Sultan of Egypt and Syria
- Reign: 7 June 1341 – 5 August 1341
- Predecessor: An-Nasir Muhammad
- Successor: Al-Ashraf Kujuk
- Born: c. 1321 Cairo, Mamluk Sultanate
- Died: November 1341 (aged 20) Qus, Mamluk Sultanate
- Spouse: Daughter of Emir Tuquzdamur al-Hamawi
- Al-Malik al-Mansur Sayf ad-Din Abu Bakr ibn Muhammad ibn Qalawun
- House: Qalawuni
- Dynasty: Bahri
- Father: An-Nasir Muhammad
- Mother: Narjis
- Religion: Islam

= Al-Mansur Abu Bakr =

Al-Malik al-Mansur Sayf ad-Din Abu Bakr (الملك المنصور سيف الدين أبو بكر), better known as al-Mansur Abu Bakr (المنصور أبو بكر), (ca. 1321 – November 1341) was a Bahri Mamluk Sultan of Egypt in 1341. From an early age, Abu Bakr received military training in the desert town of al-Karak. His father, Sultan an-Nasir Muhammad (r. 1310–41), groomed him as a potential successor to the throne and made him an emir in 1335. He was consistently promoted in the following years, becoming the na'ib (governor) of al-Karak in 1339. In June 1341, he became sultan, the first of several sons of an-Nasir Muhammad to accede to the throne. However, his reign was short-lived; in August, Abu Bakr was deposed and arrested by his father's senior emir, Qawsun. Abu Bakr was imprisoned in the Upper Egyptian city of Qus, along with many of his brothers, and executed on Qawsun's orders two months later. He was formally succeeded by his younger half-brother, al-Ashraf Kujuk, but Qawsun was left as the strongman of the sultanate.

==Early life and career==
Abu Bakr was born around 1321 to his sultan father an-Nasir Muhammad (r. 1310–1341) and his concubine mother, Narjis.
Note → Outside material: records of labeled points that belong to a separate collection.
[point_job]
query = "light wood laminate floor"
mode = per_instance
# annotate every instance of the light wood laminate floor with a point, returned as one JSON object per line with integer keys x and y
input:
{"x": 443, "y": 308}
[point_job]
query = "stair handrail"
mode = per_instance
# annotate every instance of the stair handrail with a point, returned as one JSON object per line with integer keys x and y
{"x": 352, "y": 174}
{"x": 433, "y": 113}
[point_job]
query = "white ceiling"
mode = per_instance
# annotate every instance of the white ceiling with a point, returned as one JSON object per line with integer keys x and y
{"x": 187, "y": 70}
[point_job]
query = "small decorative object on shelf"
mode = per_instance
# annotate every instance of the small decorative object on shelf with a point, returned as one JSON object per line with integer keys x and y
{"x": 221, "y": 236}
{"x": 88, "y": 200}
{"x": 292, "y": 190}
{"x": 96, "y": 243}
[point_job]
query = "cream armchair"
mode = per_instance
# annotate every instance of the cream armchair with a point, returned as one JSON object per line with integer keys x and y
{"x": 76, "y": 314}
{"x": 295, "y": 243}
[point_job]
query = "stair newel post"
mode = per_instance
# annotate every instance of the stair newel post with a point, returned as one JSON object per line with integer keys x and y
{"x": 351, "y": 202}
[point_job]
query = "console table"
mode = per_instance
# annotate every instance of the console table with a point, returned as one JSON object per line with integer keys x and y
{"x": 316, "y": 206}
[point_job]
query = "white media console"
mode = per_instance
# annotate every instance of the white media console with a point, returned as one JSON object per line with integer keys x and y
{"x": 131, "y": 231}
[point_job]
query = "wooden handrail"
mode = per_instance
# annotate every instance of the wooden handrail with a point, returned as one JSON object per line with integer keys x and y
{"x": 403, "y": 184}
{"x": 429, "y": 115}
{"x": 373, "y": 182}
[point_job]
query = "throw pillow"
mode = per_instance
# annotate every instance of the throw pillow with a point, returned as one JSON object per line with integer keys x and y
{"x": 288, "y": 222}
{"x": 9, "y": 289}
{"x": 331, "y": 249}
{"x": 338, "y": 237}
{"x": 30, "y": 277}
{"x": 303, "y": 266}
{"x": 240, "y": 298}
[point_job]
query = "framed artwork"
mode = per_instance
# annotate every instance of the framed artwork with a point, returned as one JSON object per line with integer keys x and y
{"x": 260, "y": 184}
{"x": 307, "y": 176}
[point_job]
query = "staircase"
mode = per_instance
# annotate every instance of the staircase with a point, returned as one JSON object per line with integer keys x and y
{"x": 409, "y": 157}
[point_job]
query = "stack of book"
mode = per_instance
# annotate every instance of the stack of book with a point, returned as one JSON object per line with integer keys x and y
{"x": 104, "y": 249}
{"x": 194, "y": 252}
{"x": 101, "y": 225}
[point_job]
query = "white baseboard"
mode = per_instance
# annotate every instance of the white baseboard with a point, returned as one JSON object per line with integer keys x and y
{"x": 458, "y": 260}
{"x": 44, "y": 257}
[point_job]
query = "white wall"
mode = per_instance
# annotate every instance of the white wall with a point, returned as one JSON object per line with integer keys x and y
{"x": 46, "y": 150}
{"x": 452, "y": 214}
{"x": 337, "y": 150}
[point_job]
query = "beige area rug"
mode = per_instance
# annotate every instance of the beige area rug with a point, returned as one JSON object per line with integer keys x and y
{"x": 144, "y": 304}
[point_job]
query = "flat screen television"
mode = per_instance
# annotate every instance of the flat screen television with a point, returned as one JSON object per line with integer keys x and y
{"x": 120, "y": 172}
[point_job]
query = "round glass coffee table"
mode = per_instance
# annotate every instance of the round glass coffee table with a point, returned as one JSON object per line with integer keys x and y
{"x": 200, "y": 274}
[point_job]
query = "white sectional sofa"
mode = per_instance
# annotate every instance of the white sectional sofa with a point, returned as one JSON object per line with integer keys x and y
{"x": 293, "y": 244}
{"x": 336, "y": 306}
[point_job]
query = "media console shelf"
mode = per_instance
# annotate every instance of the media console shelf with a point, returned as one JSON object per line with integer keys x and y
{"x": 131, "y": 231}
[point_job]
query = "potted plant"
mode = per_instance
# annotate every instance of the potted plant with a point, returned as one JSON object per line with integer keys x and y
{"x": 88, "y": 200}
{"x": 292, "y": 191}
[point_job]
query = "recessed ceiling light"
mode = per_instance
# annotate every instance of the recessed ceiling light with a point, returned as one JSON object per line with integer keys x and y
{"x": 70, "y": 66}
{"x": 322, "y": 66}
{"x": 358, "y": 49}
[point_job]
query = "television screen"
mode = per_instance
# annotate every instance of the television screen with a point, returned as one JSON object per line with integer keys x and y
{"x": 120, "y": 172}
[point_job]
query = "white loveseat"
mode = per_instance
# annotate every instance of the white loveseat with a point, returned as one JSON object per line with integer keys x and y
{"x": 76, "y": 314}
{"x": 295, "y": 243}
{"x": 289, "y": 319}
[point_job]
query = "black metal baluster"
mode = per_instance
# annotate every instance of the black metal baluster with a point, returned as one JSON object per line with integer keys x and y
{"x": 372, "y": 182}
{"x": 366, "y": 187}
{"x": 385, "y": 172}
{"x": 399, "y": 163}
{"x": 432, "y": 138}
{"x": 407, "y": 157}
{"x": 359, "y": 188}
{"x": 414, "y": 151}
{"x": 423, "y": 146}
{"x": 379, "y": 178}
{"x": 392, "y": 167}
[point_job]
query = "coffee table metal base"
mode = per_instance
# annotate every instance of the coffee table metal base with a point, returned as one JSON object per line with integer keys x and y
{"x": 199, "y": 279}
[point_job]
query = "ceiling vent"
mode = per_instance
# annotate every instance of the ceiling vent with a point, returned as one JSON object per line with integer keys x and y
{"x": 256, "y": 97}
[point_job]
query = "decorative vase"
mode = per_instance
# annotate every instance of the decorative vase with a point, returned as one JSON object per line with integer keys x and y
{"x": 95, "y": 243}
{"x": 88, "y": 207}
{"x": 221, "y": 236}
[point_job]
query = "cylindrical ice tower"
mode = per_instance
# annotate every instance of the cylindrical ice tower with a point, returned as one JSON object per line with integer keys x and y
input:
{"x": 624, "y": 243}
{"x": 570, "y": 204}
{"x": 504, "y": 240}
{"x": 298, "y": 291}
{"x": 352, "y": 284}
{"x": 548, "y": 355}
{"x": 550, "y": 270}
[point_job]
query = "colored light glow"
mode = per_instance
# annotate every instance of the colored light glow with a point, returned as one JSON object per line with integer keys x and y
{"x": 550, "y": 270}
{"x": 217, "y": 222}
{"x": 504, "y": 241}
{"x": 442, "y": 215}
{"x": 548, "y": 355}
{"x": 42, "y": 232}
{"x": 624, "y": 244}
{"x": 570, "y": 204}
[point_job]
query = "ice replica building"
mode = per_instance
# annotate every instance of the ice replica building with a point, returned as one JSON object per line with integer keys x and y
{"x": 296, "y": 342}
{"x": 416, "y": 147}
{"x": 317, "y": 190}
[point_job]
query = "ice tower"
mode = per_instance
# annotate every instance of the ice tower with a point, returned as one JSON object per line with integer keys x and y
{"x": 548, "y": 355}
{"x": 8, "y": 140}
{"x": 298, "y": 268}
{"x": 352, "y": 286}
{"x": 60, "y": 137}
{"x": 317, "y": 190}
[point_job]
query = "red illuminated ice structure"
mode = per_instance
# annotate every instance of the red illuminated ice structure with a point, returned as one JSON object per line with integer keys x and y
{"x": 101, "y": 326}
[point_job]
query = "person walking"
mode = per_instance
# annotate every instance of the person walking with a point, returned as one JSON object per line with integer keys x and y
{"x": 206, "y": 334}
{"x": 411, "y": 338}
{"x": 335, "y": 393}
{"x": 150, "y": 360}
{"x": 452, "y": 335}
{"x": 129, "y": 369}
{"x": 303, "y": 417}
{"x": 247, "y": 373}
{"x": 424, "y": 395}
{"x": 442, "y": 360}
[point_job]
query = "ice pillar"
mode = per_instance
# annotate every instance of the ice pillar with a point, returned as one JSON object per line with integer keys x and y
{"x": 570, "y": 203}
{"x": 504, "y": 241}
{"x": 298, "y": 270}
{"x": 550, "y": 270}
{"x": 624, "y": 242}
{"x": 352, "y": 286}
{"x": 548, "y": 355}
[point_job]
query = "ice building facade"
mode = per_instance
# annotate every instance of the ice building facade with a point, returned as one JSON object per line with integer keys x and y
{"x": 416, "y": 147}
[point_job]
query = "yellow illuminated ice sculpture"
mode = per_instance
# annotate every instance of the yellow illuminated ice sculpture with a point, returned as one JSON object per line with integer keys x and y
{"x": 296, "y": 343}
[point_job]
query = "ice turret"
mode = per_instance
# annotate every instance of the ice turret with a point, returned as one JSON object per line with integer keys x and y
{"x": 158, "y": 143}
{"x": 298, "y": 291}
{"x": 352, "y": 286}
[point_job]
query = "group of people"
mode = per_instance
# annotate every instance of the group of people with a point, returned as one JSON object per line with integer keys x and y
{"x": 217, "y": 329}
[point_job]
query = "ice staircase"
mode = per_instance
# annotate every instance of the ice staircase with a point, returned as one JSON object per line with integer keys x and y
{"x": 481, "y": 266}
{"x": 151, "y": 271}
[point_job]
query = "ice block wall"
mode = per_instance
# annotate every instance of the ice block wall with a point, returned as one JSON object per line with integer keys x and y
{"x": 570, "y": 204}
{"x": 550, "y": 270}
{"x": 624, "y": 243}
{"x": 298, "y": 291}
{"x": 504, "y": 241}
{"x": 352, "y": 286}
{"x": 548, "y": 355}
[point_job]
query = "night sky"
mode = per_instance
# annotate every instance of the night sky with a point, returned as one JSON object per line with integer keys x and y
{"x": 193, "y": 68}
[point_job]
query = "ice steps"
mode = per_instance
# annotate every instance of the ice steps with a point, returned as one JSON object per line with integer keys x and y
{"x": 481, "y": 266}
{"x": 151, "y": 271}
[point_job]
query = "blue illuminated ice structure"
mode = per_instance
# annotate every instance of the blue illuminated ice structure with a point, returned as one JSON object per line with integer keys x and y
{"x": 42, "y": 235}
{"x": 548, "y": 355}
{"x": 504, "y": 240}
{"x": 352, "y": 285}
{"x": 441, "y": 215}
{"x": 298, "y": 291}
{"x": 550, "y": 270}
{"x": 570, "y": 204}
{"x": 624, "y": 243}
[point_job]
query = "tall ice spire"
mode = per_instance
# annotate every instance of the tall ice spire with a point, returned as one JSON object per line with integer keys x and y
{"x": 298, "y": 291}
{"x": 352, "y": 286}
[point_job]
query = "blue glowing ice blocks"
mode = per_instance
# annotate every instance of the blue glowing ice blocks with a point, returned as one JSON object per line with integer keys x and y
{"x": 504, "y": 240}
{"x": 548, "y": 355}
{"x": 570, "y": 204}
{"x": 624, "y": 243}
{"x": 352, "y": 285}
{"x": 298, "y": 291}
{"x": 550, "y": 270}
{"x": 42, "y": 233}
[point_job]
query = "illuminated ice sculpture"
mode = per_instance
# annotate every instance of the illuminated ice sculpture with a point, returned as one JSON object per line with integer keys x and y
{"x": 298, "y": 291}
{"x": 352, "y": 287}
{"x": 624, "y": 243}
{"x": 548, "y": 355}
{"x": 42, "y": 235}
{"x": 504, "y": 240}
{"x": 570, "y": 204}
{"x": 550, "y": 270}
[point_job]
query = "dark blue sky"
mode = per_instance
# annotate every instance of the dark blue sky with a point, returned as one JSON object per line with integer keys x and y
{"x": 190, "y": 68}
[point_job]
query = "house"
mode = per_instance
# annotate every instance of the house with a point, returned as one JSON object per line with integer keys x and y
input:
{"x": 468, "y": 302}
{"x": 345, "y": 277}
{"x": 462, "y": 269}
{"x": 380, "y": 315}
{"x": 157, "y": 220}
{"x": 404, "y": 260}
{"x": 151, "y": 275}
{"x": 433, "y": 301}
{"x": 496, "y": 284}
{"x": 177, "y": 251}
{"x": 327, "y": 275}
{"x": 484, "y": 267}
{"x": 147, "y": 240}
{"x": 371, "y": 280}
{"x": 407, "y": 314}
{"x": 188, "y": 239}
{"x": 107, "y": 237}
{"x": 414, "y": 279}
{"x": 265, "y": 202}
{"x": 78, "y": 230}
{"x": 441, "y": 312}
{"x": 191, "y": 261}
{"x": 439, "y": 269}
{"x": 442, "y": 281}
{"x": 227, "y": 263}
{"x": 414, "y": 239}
Narjis also gave birth to Abu Bakr's younger full brothers Ramadan (died 1343) and Yusuf (died 1346). Information about Abu Bakr's early childhood is unavailable in the Mamluk sources. The first mention of Abu Bakr came in 1332. At that time, Abu Bakr had been sent to the desert fortress of al-Karak to join his half-brothers Ahmad and Ibrahim in their military training. Also during that year, Abu Bakr left al-Karak to accompany his father and half-brothers Anuk and Ahmad at al-Aqaba and from there to Mecca to perform the Hajj pilgrimage. However, an-Nasir Muhammad had them return to al-Karak before the trek to Mecca.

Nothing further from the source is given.